Profit fairness is a significant issue for AMPL and somewhat of an issue for ESD. Both of these projects rely entirely on third party actions (guided by incentive structures) to manifest desired price behavior. Although this can be successful (depending on the quality of the incentive design), it allows most of the gains to be extracted from the protocol by the most sophisticated actors. While ESD may not hurt “dumb money” like AMPL and BASED do with negative rebases, this remains an issue from a long term perspective. Olympus sells new supply itself, ensuring that the profits from market operations are shared by all stakers, regardless of their sophistication or market activity. We believe this is more fair and better suited to an actual currency system as it minimizes value drain.
Here’s where the real difference’s lie. ESD handles contractions by issuing a second asset, called a coupon, which users can exchange for ESD. The coupon entitles the user who bought it to more ESD than they previously held, and can be redeemed once ESD’s price is back above $1.00. In contrast, Olympus uses reserves to buy back and burn supply when price is below $1.00.
The coupons are a clever system. ESD’s history so far has proved that they do work; when a contractionary period begins, ESD holders will exchange their ESD for coupons as intended. However, they introduce risks for both the coupon holder and the protocol.
On the holder side, there is expiration risk. Coupons can only be redeemed when ESD trades for more than $1.00, but they also have an expiration date (90 epochs after creation or ~30 days). This means that if ESD does not return to an expansionary phase within a month of the purchase of a coupon, the coupon holders’ investment drops to zero.
On the protocol side, there is leverage risk. As part of the design of ESD, debt (coupons) cannot exceed 35% of ESD supply. While it has not occurred yet, this has the potential to put the protocol in a difficult situation. Once the 35% threshold is reached, the protocol cannot contribute more buying pressure to the market. The only way to solve this is 1) by driving more demand through external means or 2) by allowing outstanding coupons to expire worthless. However, this comes at the expense of all coupon holders for the period.
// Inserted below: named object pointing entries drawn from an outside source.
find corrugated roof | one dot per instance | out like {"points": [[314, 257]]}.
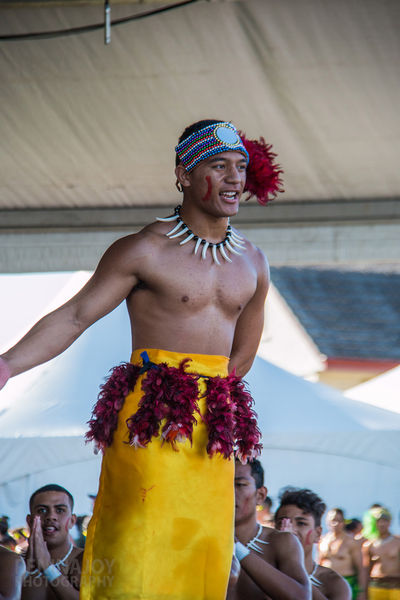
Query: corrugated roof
{"points": [[348, 314], [85, 125]]}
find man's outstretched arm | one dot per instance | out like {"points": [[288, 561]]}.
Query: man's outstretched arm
{"points": [[111, 283], [250, 324]]}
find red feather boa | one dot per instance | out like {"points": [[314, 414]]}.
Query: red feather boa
{"points": [[263, 175], [170, 403]]}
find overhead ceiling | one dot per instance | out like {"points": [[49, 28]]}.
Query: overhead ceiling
{"points": [[88, 125]]}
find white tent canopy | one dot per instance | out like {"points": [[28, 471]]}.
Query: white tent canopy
{"points": [[345, 450], [90, 125], [381, 391]]}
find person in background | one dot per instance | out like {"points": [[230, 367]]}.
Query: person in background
{"points": [[53, 563], [369, 530], [12, 570], [271, 562], [338, 551], [264, 514], [300, 512], [6, 540], [354, 528], [382, 560]]}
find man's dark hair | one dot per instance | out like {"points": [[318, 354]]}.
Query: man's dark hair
{"points": [[51, 487], [340, 511], [192, 129], [352, 525], [304, 499]]}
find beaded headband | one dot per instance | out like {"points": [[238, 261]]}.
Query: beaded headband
{"points": [[210, 140]]}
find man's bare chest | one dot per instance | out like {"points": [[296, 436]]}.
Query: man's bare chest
{"points": [[194, 284]]}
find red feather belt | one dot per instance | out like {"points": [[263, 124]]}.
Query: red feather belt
{"points": [[169, 405]]}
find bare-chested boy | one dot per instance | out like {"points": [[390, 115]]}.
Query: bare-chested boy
{"points": [[300, 512], [195, 290], [53, 562], [340, 552], [382, 561], [271, 562], [12, 571]]}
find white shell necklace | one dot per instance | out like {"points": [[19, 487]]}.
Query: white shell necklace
{"points": [[232, 242], [312, 577]]}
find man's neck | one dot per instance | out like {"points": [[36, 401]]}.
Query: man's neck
{"points": [[246, 530], [58, 552], [308, 560], [203, 224]]}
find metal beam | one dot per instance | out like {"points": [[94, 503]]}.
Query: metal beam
{"points": [[282, 214]]}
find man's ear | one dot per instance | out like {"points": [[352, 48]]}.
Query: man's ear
{"points": [[72, 520], [182, 176], [262, 493], [318, 533]]}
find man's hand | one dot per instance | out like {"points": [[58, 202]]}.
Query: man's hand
{"points": [[235, 572], [5, 373], [286, 525], [41, 555]]}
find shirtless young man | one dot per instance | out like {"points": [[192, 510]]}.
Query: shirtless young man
{"points": [[203, 304], [271, 562], [300, 512], [340, 552], [53, 563], [382, 560], [12, 571]]}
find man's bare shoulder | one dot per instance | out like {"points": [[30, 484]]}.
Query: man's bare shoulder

Olympus experiences neither of these risks. Since all tokens are backed, the protocol has the ability to buy back 100% of supply any time the market price is below $1.00 (though it never does so all at once). This means there’s no expiration risk for token holders, no risk of running out of dry powder for the protocol, and insurance against downward spirals as seen in AMPL and BASED. It also ensures liquidity below $1.00, providing exit security for token holders, which is not the case of ESD (token holders could ultimately be forced to sell at far below $1.00 if liquidity dried up after an expansion, which would deter people from buying bonds and potentially break the peg.)
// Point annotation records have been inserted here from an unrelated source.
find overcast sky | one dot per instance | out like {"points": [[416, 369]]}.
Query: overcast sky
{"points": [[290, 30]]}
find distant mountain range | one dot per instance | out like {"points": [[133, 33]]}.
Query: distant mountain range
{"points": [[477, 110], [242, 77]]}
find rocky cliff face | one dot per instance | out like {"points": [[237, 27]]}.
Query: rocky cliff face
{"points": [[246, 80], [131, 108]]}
ESD is a clever and exciting system by any metric. However, the debt system it is built upon introduces risks to both the protocol and market participants. Additionally, the mechanism by which it regulates price disproportionately benefits active and sophisticated traders over passive token holders.
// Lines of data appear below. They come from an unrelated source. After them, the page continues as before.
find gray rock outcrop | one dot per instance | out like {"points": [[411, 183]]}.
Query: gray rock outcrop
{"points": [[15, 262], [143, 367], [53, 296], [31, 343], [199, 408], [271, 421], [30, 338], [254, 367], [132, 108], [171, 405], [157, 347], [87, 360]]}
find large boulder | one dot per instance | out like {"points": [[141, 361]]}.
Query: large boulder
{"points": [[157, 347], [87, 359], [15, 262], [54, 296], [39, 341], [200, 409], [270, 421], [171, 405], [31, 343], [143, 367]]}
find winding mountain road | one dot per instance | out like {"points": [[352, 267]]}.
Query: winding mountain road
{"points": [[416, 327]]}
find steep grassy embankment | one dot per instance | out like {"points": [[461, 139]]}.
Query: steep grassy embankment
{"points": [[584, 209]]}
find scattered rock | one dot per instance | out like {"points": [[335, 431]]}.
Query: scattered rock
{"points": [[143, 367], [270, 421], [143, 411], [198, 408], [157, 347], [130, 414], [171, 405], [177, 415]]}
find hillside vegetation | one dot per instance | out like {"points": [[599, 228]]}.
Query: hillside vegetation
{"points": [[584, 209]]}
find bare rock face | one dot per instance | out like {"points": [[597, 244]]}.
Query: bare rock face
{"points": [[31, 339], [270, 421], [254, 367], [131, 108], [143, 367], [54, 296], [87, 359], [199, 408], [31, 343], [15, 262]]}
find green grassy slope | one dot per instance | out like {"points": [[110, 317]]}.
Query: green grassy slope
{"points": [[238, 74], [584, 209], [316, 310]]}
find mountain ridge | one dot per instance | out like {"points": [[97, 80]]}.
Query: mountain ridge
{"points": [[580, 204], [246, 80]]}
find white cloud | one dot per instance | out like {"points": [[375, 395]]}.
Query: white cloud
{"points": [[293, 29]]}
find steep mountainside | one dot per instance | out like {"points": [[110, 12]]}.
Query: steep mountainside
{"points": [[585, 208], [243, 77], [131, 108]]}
Olympus seeks to improve upon these drawbacks. The reserve system upon which OHM are issued removes the possibility of debt spirals and ensures buying pressure always exists when tokens are undervalued. It also centralizes issuance on the protocol level to ensure even distribution of profits. While this may remove profit potential for some individuals, we believe it creates a more fair model for a sustainable currency system.